David Cameron’s skills in brinkmanship will be tested to the limits on Tuesday as he presents his list of demands for reform to the president of the European Council, Donald Tusk, and delivers a speech selling that endeavour to the public on the same day.

The Prime Minister must choose his words with care. His demands must be moderate enough in European eyes to have hope of gaining acceptance. At the same time, if they are all mush and no meat, he can hardly present them to voters here as serious concessions, which justify Britain’s voting to remain in the EU in the in/out referendum. The stakes could not be higher for Mr Cameron personally in terms of his legacy, for Britain and for Europe.

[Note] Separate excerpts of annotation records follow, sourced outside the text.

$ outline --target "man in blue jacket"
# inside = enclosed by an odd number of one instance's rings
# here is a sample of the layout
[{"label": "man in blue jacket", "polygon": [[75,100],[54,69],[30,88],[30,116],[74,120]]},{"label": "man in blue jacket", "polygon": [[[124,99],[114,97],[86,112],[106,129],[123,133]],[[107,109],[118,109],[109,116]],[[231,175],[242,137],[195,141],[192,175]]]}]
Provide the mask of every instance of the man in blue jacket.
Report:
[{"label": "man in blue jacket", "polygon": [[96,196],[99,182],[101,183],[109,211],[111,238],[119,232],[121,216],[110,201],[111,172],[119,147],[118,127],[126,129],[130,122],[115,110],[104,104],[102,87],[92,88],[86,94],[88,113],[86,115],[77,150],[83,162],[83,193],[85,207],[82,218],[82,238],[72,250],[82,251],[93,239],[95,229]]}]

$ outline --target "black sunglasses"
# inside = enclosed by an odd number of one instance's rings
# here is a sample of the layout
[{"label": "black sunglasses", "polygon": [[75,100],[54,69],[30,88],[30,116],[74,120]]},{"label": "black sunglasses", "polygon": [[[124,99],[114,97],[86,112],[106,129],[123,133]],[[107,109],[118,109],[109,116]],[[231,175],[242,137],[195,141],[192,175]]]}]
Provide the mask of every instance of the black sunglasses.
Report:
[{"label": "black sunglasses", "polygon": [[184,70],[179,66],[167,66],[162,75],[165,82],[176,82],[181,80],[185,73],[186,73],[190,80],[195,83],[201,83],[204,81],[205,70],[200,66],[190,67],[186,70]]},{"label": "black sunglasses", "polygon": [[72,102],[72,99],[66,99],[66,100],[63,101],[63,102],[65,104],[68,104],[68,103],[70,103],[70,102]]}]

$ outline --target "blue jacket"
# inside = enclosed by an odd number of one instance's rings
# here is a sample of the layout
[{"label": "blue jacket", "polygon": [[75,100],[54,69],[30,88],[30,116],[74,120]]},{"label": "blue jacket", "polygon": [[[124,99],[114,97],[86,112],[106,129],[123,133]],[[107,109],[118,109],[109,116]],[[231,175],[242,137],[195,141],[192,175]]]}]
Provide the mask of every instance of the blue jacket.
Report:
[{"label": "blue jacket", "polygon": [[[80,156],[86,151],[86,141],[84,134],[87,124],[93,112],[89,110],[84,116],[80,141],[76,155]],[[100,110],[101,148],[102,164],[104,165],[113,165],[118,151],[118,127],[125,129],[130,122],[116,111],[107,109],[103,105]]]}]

Not long ago, it was fashionable in Europe to treat British demands as pure theatre. At the European Council in June, the British “question” took up all of 10 minutes. Now that Brexit is more of a threat, leaders sound worried, especially in UK-friendly Germany and Scandinavia. The Swedish politician Carl Bildt recently called a British exit from the EU a bigger threat to Europe than Russia or terrorism. What the Prime Minister needs is a bundle of reforms that will justify his campaigning in 2017 for Britain to stay in. He also needs to keep the pressure up, which is why he and other ministers endlessly raise the threat of exit if nothing is agreed.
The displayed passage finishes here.